First of all, it’s important to realize that DO-178C testing is used broadly from a variety of aviation regulatory agencies. These kinds of organizations include the Federal Aviation Administration, Transport Canada, and the European Aviation Safety Administration. DO-178C guidance applies to all commercial airline software and has also begun to encompass military avionics as well.
No matter how vital or unnecessary the software may seem, all code needs to meet the standards set forth by DO-178C testing. In order for aviation software to be DO-178C compliant, it must meet the requirements set forth in the Software Considerations in Airborne Systems and Equipment Certification document.
What does the Software Considerations in Airborne Systems and Equipment Certification document outline? Put simply, DO-178C outlines a few key areas of guidance for all aviation and avionics software. From stages of development like planning and verification to how the software will be configured, certified, and deployed, there are important steps governing each piece of the process.
As part of the assurance process, the DO-178C sets forth several different Design Assurance Levels. Each of the five levels refers to a different level of safety in regards to the repercussions of each failure level. These levels for each outcome are no safety effects, minor safety effects, major safety effects, hazardous safety effects, and disastrous safety effects.
If you’re wondering how each of these five levels of Design Assurance plays out when it comes to testing the software per DO-178C regulations, it’s actually pretty straightforward. Verification of all software is performed by a team that wasn’t involved with developing the software in order to maintain objectivity. If the risk associated with the piece of software malfunctioning is high-level, such as something that poses disastrous or hazardous safety effects, there is a much greater level of rigor involved in how that feature is tested.

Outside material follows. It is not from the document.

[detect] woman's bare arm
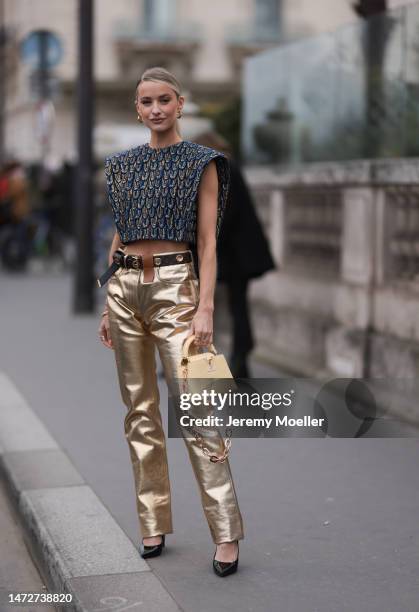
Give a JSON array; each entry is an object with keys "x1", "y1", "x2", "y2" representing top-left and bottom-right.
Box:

Each individual must test the software independently of others in order to ensure the appropriate levels of safety are met and documented properly. According to DO-178C regulations, all elements of code must meet both top-down and bottom-up traceability, which means that all code has either a high-level or low-level function. Eliminating extraneous code is one way to decrease the chances that anything goes wrong once a piece of software is verified and deployed.
While DO-178C may seem like a very technical subject, the important thing to remember is that this kind of documentation and testing is to ensure the safety of others. Particularly at a time when the integrity of aviation manufacturers is under scrutiny, following the proper regulations and determining appropriate safety precautions have been followed is of the utmost importance.
If you’re new to the concept of DO-178C documentation, hopefully, this brief primer on how the Software Considerations in Airborne Systems and Equipment Certification is structured and tested has been helpful to increase your understanding of the various factors at play.